The huge front doors were flanked by a dozen young men wearing military garb with white turtlenecks and gloves. They wore helmets with “MP” printed on the front. From a distance, they seemed imposing but when I drew closer I saw they were incredibly young; some of them appeared to be 16 years old. They were conscious of being watched and pressed their sleeves with their hands, tucked in their (already tucked in) shirts and adjusted their helmets. They were clearly proud of their uniforms and wanted to look good.
I used broken Spanish and hand gestures to ask why the church was being guarded, but the passers-by couldn’t understand me.
Inside the huge sanctuary, the Mass was already underway. Every pew was taken. The overflow church-goers stood in the aisles, along the sides and at the back. I positioned myself near an empty holy water font.

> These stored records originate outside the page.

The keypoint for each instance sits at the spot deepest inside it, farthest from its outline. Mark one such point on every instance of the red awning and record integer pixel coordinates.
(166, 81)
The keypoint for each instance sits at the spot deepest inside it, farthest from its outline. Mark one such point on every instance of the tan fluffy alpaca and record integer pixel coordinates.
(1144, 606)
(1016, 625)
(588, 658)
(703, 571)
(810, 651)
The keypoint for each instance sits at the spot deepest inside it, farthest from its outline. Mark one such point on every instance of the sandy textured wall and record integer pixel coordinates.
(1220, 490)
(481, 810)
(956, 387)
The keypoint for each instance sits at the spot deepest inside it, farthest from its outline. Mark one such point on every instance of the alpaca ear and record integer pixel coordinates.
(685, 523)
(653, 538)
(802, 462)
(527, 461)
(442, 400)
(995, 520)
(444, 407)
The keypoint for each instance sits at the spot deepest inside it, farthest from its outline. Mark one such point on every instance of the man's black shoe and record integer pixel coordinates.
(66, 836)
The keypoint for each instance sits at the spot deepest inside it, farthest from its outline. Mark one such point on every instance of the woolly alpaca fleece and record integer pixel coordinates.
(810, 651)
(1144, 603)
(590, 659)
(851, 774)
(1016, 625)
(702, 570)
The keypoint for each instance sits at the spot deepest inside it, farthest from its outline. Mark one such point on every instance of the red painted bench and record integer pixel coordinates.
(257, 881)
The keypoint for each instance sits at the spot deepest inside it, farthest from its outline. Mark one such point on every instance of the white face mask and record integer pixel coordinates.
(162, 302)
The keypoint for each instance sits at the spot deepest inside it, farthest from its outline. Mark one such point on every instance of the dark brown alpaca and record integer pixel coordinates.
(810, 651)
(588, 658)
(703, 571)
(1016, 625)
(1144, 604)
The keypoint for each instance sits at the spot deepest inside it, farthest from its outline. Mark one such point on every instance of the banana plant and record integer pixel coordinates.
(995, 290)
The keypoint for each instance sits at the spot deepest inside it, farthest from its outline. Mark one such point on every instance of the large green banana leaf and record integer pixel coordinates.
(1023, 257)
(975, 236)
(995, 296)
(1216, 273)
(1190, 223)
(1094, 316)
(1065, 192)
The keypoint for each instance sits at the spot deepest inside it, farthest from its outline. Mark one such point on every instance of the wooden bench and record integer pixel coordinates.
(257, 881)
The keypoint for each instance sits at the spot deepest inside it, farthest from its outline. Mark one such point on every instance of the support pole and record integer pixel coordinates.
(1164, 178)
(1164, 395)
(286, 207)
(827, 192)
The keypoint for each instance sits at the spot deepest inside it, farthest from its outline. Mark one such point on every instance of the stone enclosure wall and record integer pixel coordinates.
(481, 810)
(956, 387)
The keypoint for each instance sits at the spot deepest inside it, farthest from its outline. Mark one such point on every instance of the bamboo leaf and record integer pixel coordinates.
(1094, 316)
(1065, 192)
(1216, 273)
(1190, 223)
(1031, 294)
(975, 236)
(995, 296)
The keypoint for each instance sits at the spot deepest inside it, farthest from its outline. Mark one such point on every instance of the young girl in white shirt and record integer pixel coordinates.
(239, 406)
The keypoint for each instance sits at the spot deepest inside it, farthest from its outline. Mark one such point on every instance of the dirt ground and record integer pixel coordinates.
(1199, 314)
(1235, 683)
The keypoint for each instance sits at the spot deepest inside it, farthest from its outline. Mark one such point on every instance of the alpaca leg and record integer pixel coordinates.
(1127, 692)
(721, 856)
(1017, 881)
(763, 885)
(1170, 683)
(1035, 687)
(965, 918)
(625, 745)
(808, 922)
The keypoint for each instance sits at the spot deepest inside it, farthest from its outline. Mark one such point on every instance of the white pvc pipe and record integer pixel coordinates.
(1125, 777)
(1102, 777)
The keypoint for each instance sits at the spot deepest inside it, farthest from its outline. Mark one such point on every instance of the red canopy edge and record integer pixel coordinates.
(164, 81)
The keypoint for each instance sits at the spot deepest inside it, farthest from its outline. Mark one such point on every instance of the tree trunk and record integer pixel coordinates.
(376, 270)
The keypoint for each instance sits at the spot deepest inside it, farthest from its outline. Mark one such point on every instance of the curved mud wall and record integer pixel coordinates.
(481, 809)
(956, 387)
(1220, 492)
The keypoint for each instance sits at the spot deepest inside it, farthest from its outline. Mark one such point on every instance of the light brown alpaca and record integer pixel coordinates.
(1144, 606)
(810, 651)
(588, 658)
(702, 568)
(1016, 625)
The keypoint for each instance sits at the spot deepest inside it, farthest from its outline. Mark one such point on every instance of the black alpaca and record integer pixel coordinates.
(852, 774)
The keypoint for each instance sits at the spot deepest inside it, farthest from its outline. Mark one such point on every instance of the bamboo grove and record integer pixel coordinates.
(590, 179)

On the platform, a priest polished a communion goblet. To his right stood a large shrine. Five boys stood guard, dressed in the MP uniforms like those at the entrance.
The priest spoke then paused for the congregation to say Amen. Then a little girl, no more than six years old, took her place beside the priest and began to sing into a microphone. Her self-assurance and clear voice caused everyone to become still and listen.
Old women near me started dabbing at their eyes, and I felt a lump in my throat. Is there anything more beautiful than hearing the earnest singing of a child?
I looked around at the hundreds of people on that Tuesday afternoon. Some of them were dressed in fine clothes, but they were far outnumbered by those who had just left their manual labor jobs. Men wearing jeans and khaki work-shirts closed their eyes and bowed their heads; a mother near me patiently helped her child kneel properly. Two old women with their heads covered and black shawls pulled tightly across their thin shoulders moved their lips, praying quietly.
There’s an undeniable power in the process of sharing a common experience. I didn’t need to understand the language or the order of the service to recognize what happens when we gather in a single place with other people. It gives us a glimpse of what is fundamentally true: we are connected by our common humanity. At that moment I felt keenly aware of the fragility of life and of our efforts — all of us — to understand the world and discover our place in it.
I was glad I had a handkerchief in my pocket.